Okay, sure: Gamergate is old news by now. And the esoteric, backroom battles of a bunch of Wiki-editing nerds are not exactly the stuff of action films. But when Wikipedia’s Arbitration Committee (basically the site’s Supreme Court), issued a final ruling on Gamergate on Wednesday, they weren’t merely slapping the wrists of the bickering few still obsessed with “ethics in video games”; rather, the decision was a highly visible test of whether the Web site that millions of people turn to for facts can actually present facts in a fair and neutral way.
Let’s step back, for a hot second, and consider what Wikipedia’s Arbitration Committee was actually deciding here. They were not, to be perfectly clear, ruling on the issues of Gamergate or the content of the Gamergate Wikipedia page. Rather, “ArbCom” — as Wikipedians call it! — is charged with judging the behavior of the site editors. Think of them like referees at a particularly brutal soccer game: They can dish out red cards and penalties to individual players, but they don’t actually decide which side should win.
There were many, many penalties to be considered at this particular game. Anti-Gamergaters claimed that their sworn enemies were “weaponizing Wikipedia” to promote a misogynist agenda and slander women in the gaming industry. Pro-Gamergaters identified five feminist Wikipedia editors whom they accused of bias and wanted driven off the site. Both sides alleged that organized factions plotted how to manipulate Wikipedia off-site, and then dove into the encyclopedia to carry out their ideological campaigns.
These accusations should sound fairly familiar because they’re issues Wikipedia faces with some regularity. On a site anybody can edit, how do you keep pranksters, libelists, PR firms and motivated ideologues from dropping in and mucking everything up? More pressingly, perhaps, how do you get all these different people to agree on one version of a controversial story?
“For Wikipedia to represent the sum of all knowledge, it has to be a place where people can collaborate and disagree constructively even on difficult topics,” the Wikimedia Foundation’s Katherine Maher said in a statement on the case. “It has to be a place that is welcoming for all voices.”
To that end, ArbCom dolled out a whole pile of penalties in the Gamergate case. One longtime anti-Gamergate editor, who had been sanctioned for other rule-breaking in the past, was banned from the site indefinitely. (“Wikipedia is bull****,” he wrote on Twitter, as pro-GGers celebrated his fall.) Meanwhile, several other editors from both sides of the debate were banned from editing articles related to Gamergate or gender, and several more were kindly asked to “better conduct themselves” in the future.
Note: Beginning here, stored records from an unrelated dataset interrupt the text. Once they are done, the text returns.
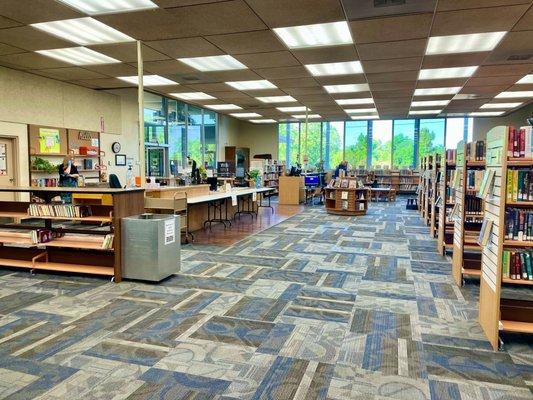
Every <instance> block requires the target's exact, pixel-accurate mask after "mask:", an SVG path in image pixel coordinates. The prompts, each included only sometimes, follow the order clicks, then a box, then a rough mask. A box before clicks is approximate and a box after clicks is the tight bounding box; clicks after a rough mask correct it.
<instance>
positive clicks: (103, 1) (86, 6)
mask: <svg viewBox="0 0 533 400" xmlns="http://www.w3.org/2000/svg"><path fill="white" fill-rule="evenodd" d="M59 1H60V2H61V3H65V4H66V5H68V6H71V7H72V8H76V9H78V10H80V11H81V12H83V13H85V14H89V15H100V14H110V13H118V12H128V11H139V10H148V9H150V8H157V5H156V4H155V3H154V2H152V1H150V0H59Z"/></svg>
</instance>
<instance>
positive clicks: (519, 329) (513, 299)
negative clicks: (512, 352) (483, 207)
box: [479, 126, 533, 350]
mask: <svg viewBox="0 0 533 400" xmlns="http://www.w3.org/2000/svg"><path fill="white" fill-rule="evenodd" d="M531 136H532V132H531V128H530V127H527V128H522V129H519V130H516V129H514V128H512V127H507V126H499V127H496V128H493V129H492V130H491V131H489V132H488V133H487V171H488V172H492V174H491V175H492V176H493V178H492V179H490V178H487V179H486V182H485V187H486V190H485V192H486V195H485V201H486V207H485V217H484V226H488V228H487V229H486V232H484V237H482V240H483V239H485V240H484V241H485V242H486V244H485V245H483V249H482V266H481V283H480V296H479V321H480V324H481V326H482V327H483V330H484V331H485V334H486V335H487V338H488V339H489V341H490V342H491V344H492V346H493V348H494V349H495V350H496V349H498V347H499V346H500V345H501V344H502V342H501V340H500V332H518V333H529V334H531V333H533V276H532V266H533V265H532V263H531V261H532V259H531V256H532V253H531V251H532V250H533V241H532V240H531V239H533V237H532V236H531V235H532V231H531V222H532V221H531V217H529V215H531V213H532V212H533V196H532V194H533V187H532V185H531V184H532V181H531V179H529V176H530V174H531V173H532V172H533V155H532V152H531ZM517 149H518V151H517ZM519 175H521V178H523V179H520V180H519V179H518V176H519ZM482 189H483V188H482Z"/></svg>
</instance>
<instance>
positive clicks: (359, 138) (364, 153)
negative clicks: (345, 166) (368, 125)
mask: <svg viewBox="0 0 533 400" xmlns="http://www.w3.org/2000/svg"><path fill="white" fill-rule="evenodd" d="M367 134H368V121H347V122H346V138H345V143H344V146H345V148H344V158H345V159H346V161H348V163H349V164H350V166H352V168H359V167H362V168H366V166H367V151H366V150H367V149H366V148H367Z"/></svg>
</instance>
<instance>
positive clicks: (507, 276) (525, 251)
mask: <svg viewBox="0 0 533 400" xmlns="http://www.w3.org/2000/svg"><path fill="white" fill-rule="evenodd" d="M532 258H533V254H532V252H531V251H528V250H522V249H518V250H504V251H503V254H502V278H506V279H523V280H528V281H533V260H532Z"/></svg>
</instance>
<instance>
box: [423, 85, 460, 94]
mask: <svg viewBox="0 0 533 400" xmlns="http://www.w3.org/2000/svg"><path fill="white" fill-rule="evenodd" d="M460 90H461V86H452V87H447V88H429V89H415V96H442V95H447V94H456V93H459V91H460Z"/></svg>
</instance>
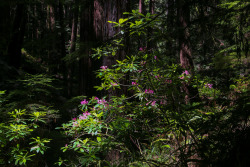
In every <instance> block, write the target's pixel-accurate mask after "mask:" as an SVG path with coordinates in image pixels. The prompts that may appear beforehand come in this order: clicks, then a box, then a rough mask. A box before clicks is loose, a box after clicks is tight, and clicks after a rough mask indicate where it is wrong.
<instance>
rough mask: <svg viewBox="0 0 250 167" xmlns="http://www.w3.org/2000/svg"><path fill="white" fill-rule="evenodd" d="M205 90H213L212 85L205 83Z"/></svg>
mask: <svg viewBox="0 0 250 167" xmlns="http://www.w3.org/2000/svg"><path fill="white" fill-rule="evenodd" d="M205 88H209V89H212V88H213V84H209V83H206V84H205Z"/></svg>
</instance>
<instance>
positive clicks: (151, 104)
mask: <svg viewBox="0 0 250 167" xmlns="http://www.w3.org/2000/svg"><path fill="white" fill-rule="evenodd" d="M150 103H151V106H155V103H156V101H155V100H154V101H150V102H148V103H147V104H146V106H147V105H149V104H150Z"/></svg>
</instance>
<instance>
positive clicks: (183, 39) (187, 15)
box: [177, 0, 199, 104]
mask: <svg viewBox="0 0 250 167" xmlns="http://www.w3.org/2000/svg"><path fill="white" fill-rule="evenodd" d="M177 7H178V8H177V16H178V27H179V51H180V64H181V67H182V68H184V69H185V70H188V71H189V73H190V74H191V75H193V70H194V63H193V59H192V50H191V46H190V34H189V29H188V27H187V26H188V24H189V21H190V9H189V6H188V3H187V2H186V1H185V0H178V1H177ZM182 89H183V90H184V92H185V94H186V95H185V103H186V104H187V103H189V102H190V101H191V100H192V101H197V100H198V99H199V95H198V89H197V88H195V89H194V88H193V87H191V86H189V84H187V83H183V86H182Z"/></svg>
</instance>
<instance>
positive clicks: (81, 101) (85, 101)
mask: <svg viewBox="0 0 250 167" xmlns="http://www.w3.org/2000/svg"><path fill="white" fill-rule="evenodd" d="M88 103H89V102H88V101H87V100H86V99H84V100H83V101H81V105H85V104H88Z"/></svg>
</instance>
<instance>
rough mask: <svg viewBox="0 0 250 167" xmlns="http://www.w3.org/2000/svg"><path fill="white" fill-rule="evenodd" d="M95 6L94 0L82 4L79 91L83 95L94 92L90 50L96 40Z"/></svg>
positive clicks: (91, 93) (80, 28)
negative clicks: (93, 7) (93, 42)
mask: <svg viewBox="0 0 250 167" xmlns="http://www.w3.org/2000/svg"><path fill="white" fill-rule="evenodd" d="M93 7H94V1H93V0H90V1H88V2H86V3H85V5H82V6H81V11H82V13H81V22H80V44H81V46H80V54H81V55H80V60H79V69H80V78H79V84H80V85H79V91H80V94H81V95H86V96H88V95H89V96H91V95H92V94H93V93H92V91H93V83H92V80H93V72H92V63H91V58H90V51H91V48H92V47H93V44H92V43H93V42H94V41H95V34H94V28H93Z"/></svg>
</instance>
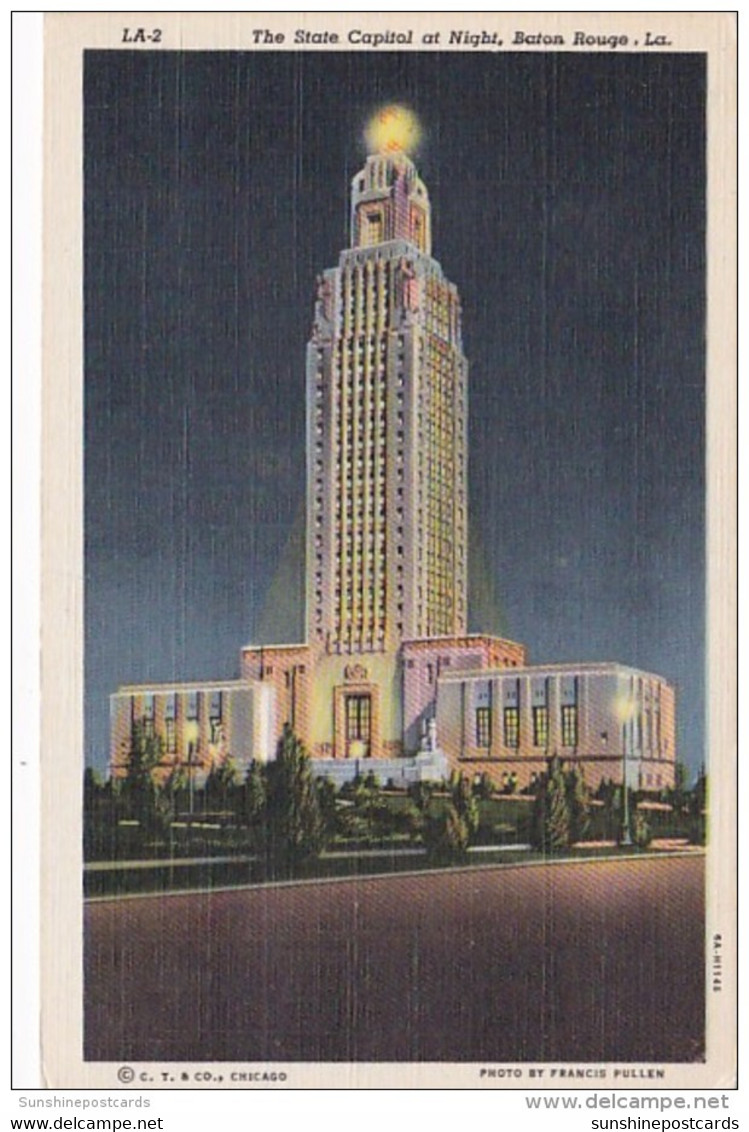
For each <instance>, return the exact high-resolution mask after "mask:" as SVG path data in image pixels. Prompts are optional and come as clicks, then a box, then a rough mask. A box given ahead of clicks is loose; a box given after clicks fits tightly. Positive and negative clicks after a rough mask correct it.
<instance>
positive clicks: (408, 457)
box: [307, 149, 467, 653]
mask: <svg viewBox="0 0 749 1132" xmlns="http://www.w3.org/2000/svg"><path fill="white" fill-rule="evenodd" d="M318 286H319V291H318V300H317V305H316V311H315V323H313V328H312V337H311V341H310V343H309V346H308V355H307V404H308V499H307V543H308V544H307V626H308V629H307V631H308V640H309V641H310V643H313V644H318V645H322V646H324V648H325V650H326V651H328V652H335V653H358V652H385V651H388V650H393V649H397V646H398V645H399V643H401V642H402V641H403V640H404V638H405V640H410V638H414V637H432V636H445V635H456V634H457V635H459V634H462V633H464V632H465V628H466V619H467V597H466V572H467V560H466V554H467V530H466V423H467V412H466V409H467V406H466V396H467V395H466V374H467V365H466V360H465V357H464V354H463V348H462V341H460V306H459V299H458V293H457V289H456V288H455V285H454V284H451V283H449V282H448V281H447V278H446V277H445V275H444V273H442V269H441V267H440V265H439V264H438V263H437V260H436V259H433V258H432V255H431V208H430V204H429V195H428V192H427V189H425V187H424V185H423V182H422V181H421V179H420V178H419V174H417V173H416V170H415V168H414V164H413V162H412V161H411V160H410V158H408V157H407V156H406V154H405V153H404V152H403V151H399V149H395V152H391V153H376V154H372V155H370V156H369V157H368V158H367V163H365V165H364V168H363V170H362V171H361V172H360V173H358V174H356V177H355V178H354V180H353V185H352V203H351V247H350V248H347V249H346V250H344V251H342V254H341V257H339V260H338V266H337V267H334V268H332V269H329V271H327V272H325V273H324V275H321V276H320V278H319V284H318Z"/></svg>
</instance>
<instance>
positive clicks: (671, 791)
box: [668, 762, 688, 816]
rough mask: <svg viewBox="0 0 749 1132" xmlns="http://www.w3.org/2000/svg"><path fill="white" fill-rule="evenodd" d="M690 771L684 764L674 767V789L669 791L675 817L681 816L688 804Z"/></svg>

As for the Gamergate article itself — which serves, via its top rank on Google, as the Internet’s final record on the topic — ArbCom asked “knowledgeable and non-conflicted users” to review it “for adherence to Wikipedia policies.” Per Wikipedia policy, articles can’t slander or skew the lives of living people, and must draw their facts from “reliable sources.”
But soft asks like this are cheap, of course, and reliability is relative. Before the decision had even been finalized, Wikipedians had created a page for it — based entirely on a flawed story in the Guardian.
Solving that problem was, of course, not ArbCom’s explicit mandate. And members of the group are hopeful that by censuring some of the worst, most biased offenders, they’ll inch the Gamergate page — and all of Wikipedia — closer to objective truth.
But given all the ongoing drama, one wonders if there can ever be such a thing. Perhaps consensus doesn’t always work. Maybe even very well-meaning people can’t transcend their own inherent, unvoiced biases to the point of absolute objectivity.
Maybe human knowledge has its limits, even when it’s summed.